Terang saja anak-anak langsung bertepuk riuh menyambut pernyataan Pak Pramono tersebut. Semoga saja benar dilaksanakan ya Pak Pramono! 😀 Di tengah-tengah acara sesi II itu, tiba-tiba Rosi mengundang satu orang lagi, yaitu Dede Yusuf, sebagai wakil gubernur Jawa Barat, yang juga mantan aktor.

Tak terasa, sesi II berakhir, dan dilanjutkan dengan break sejenak. Sebelum itu, Pak Sulistyono, ketua Eka Tjipta Foundation, memberikan bingkisan berupa Al-Qur’an kepada para narasumber kecuali Pak Ahok yang memang non-muslim. Saat break, giliran Kelompok Paduan Angklung (KPA) ITB yang tampil dengan membawakan alunan lagu Viva De La Vida milik Coldplay.

Sesi III atau sesi yang terakhir mengundang salah seorang direktur BNI ’46 yang saya lupa namanya, tapi yang jelas katanya beliau jadi direktur termuda dalam sejarah BNI ’46. Lalu, ada Tri Mumpuni, penemu teknologi mikro hidro (CMIIW), yang juga pernah diundang oleh Obama ke White House di Washington, US sana.
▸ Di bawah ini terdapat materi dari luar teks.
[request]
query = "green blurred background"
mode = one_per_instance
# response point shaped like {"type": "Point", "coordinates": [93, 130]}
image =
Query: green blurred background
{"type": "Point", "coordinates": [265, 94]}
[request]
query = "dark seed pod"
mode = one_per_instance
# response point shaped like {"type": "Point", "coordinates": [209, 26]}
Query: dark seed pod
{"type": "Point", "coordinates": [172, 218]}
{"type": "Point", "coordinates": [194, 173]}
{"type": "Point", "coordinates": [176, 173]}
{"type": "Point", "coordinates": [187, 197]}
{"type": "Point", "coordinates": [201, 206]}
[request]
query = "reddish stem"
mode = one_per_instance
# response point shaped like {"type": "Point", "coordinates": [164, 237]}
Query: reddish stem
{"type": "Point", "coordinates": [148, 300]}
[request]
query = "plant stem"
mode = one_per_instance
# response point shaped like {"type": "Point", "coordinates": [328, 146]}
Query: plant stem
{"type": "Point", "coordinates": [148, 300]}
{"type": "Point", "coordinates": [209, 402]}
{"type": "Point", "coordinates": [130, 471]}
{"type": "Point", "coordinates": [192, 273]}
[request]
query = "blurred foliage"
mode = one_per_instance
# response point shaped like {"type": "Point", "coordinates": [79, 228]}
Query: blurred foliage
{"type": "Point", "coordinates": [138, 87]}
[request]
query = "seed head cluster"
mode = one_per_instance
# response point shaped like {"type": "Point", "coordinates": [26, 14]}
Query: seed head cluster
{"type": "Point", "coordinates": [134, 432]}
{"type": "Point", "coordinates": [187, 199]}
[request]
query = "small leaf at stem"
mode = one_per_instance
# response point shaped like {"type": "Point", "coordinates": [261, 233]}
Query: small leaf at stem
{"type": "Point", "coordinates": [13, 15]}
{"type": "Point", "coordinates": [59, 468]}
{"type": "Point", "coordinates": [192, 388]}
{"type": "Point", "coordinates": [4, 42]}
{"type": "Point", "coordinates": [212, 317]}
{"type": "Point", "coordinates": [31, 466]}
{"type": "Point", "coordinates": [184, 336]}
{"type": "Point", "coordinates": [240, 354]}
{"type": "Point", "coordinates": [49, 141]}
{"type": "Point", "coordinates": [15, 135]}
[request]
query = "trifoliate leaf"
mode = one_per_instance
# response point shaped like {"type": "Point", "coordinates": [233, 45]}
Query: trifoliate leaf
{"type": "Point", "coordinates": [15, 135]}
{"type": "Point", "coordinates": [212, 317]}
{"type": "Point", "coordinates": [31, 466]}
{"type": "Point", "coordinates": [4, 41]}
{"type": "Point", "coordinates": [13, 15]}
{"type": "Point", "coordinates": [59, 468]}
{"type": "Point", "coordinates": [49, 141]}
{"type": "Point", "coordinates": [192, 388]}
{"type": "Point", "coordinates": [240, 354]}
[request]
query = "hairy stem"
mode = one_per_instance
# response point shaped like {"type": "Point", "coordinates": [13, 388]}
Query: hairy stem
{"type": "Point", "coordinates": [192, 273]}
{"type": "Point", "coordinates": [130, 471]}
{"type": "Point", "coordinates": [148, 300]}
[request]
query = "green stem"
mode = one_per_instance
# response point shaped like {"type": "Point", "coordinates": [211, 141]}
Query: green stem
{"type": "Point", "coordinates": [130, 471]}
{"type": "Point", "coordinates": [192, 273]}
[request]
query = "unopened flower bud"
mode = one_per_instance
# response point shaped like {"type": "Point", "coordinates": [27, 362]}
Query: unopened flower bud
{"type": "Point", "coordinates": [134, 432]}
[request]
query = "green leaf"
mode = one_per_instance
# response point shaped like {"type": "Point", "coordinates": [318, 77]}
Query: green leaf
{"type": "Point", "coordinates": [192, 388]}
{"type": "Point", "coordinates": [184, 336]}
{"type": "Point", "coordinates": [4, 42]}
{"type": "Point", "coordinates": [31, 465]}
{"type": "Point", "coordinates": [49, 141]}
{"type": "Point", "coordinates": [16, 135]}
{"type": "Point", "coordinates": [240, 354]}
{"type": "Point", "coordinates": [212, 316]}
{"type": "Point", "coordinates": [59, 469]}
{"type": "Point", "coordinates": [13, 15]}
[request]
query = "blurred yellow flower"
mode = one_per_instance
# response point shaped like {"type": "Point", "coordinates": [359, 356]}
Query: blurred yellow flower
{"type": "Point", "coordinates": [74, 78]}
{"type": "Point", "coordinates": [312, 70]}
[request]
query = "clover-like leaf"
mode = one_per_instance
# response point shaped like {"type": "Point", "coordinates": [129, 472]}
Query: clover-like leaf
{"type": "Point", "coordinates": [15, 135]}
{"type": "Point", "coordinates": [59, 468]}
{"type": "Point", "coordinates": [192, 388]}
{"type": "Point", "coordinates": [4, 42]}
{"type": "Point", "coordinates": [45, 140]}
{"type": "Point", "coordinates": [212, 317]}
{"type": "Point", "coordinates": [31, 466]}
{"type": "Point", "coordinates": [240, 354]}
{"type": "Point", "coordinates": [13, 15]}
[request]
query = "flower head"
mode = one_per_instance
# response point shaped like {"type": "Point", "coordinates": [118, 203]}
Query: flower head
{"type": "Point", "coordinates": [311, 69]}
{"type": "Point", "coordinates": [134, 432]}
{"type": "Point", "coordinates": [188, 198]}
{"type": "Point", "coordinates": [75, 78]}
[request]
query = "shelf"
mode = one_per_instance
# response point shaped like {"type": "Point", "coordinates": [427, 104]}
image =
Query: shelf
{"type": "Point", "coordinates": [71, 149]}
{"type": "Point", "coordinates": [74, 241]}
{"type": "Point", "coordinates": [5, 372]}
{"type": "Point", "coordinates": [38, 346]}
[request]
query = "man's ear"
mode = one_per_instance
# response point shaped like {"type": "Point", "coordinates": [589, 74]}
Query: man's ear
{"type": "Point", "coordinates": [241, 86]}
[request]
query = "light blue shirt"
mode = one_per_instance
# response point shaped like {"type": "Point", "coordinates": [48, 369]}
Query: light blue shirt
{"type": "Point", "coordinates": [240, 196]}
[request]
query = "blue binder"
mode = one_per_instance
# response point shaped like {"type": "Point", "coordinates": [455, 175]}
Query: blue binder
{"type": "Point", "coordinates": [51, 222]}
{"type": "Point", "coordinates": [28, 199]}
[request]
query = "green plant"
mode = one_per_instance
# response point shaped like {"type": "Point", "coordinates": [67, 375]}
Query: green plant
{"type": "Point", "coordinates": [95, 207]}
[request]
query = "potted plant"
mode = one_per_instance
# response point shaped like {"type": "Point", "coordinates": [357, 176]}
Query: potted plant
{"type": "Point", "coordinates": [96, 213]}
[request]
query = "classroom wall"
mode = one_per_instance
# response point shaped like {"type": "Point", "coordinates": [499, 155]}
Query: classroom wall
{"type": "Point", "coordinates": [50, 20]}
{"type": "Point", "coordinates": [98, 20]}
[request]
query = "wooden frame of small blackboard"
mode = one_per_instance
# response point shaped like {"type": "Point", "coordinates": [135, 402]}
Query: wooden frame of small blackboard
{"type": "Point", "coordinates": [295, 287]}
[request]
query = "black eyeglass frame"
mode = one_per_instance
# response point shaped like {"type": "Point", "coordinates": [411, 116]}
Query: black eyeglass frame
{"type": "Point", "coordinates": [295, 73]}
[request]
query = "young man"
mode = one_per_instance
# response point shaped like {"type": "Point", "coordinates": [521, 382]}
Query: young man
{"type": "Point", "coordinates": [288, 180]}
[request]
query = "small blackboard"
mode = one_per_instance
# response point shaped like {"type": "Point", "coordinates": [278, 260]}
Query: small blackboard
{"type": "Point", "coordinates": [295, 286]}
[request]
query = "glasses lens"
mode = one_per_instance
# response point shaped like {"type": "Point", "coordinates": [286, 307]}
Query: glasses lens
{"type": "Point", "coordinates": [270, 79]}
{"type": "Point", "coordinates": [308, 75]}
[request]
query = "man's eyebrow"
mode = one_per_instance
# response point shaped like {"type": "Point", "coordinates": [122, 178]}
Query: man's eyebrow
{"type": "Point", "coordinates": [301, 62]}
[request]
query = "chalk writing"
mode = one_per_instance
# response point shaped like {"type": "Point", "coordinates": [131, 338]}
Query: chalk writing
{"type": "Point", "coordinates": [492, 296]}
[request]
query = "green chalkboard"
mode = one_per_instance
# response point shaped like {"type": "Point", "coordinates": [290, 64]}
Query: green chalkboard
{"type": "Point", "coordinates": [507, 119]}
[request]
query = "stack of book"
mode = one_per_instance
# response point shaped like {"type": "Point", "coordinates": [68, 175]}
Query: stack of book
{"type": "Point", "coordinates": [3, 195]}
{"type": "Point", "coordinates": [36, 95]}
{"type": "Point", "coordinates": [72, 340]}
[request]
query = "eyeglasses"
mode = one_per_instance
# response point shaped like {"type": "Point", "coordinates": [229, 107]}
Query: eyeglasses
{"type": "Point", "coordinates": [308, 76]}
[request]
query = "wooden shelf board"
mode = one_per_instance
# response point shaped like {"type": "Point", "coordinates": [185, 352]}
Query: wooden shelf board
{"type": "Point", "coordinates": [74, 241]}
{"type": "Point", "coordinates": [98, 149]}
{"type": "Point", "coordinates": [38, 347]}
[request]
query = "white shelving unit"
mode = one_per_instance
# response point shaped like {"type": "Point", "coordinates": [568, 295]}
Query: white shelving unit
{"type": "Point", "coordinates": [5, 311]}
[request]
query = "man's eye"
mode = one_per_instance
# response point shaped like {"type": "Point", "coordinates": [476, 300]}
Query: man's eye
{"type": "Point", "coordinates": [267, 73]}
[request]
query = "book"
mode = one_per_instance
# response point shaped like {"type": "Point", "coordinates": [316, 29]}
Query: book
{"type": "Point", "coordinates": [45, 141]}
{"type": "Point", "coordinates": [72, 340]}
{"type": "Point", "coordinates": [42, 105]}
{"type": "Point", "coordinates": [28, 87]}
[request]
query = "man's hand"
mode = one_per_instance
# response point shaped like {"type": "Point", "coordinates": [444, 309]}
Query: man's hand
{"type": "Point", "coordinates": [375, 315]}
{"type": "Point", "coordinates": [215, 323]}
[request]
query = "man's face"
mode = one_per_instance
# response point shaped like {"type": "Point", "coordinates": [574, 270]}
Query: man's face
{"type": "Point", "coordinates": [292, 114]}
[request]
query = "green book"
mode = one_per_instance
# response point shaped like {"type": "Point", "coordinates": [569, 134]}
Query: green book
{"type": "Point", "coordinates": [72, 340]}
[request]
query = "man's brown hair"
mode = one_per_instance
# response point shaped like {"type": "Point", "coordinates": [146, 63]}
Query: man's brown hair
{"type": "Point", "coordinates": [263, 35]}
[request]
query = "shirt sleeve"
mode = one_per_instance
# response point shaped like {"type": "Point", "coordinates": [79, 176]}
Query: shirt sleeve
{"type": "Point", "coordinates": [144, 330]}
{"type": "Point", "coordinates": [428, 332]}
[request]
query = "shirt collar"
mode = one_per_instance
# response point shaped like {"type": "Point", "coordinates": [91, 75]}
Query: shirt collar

Terakhir, ada Pak Sulistyono yang juga diundang sebagai narasumber dalam sesi III itu.

Sesi III berakhir sekitar pukul empat sore lewat sedikit. Berakhirnya sesi III itu menandai berakhirnya acara “Rossy Goes To Campus” dengan tema Indonesia Tangguh yang bertempat di gedung Sabuga ITB itu. Sebagai acara penutup, Rosi mengundang Glenn Fredly untuk naik ke atas pentas untuk membawakan beberapa lagu. Para audiens diminta oleh pengarah acara untuk maju mendekat ke panggung. Kontan saja para audiens itu langsung bangkit dari kursi masing-masing dan tiba-tiba saja depan panggung sudah dipadati kerumunan manusia. Begitu Glenn Fredly muncul dan menyanyikan lagu, kehebohan pun langsung muncul kembali.